New admirals were elected; God help us, we were scraping the barrel now, because one of these was Adeimantus, Alcibiades’ cousin and butt, and another was Tydeus, safely back from Catana at long last. The fat would have been in the fire had I been elected as his colleague, as some people wanted—a timely shoulder wound inflicted by one of Agis’ troops as we drove them back from the City walls had me laid up for a few days, and promised to have far gloomier results than turned out to be the case. In fact, by the beginning of the following year I was attending the Festival—odd to think that it was just then that Aristophanes wrote the funniest comedy even he ever produced. The Frogs is chiefly a competition between the shades of Euripides and Aeschylus, each trying to go one better than the other; the jokes about Euripides didn’t make me wretched—nothing could hurt him now.
What did make me serious was the question put about my cousin—what should the City do with him? ‘Euripides’ forbade any dealings with a traitor—to some applause; ‘Aeschylus’ advised taking a risk—he was so magnificent a fighter. At this there was a very loud applause.

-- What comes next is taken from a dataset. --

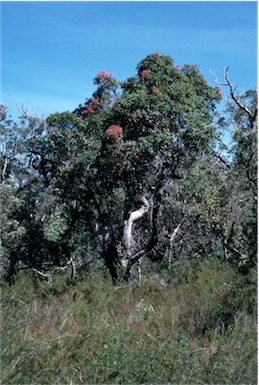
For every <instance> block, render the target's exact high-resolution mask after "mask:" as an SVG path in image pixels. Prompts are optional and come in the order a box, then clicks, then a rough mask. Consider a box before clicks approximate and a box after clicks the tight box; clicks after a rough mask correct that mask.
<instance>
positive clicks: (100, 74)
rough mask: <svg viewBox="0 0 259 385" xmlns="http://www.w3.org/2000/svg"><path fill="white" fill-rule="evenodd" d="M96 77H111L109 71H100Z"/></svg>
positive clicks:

With the spring came a message from Conon; I was wanted at Samos. I found him looking much older; to say the least, he had had a wearing time, and now he was doing the worrying for the whole fleet. He was the only commander with real experience—yet he was liable to be out-voted on any issue by those holding rank equal to his. If he had had the sole command given to my cousin, the whole story would have ended differently. He said I was to captain Paralus, the official despatch boat, and Ariston was to be my second-in-command.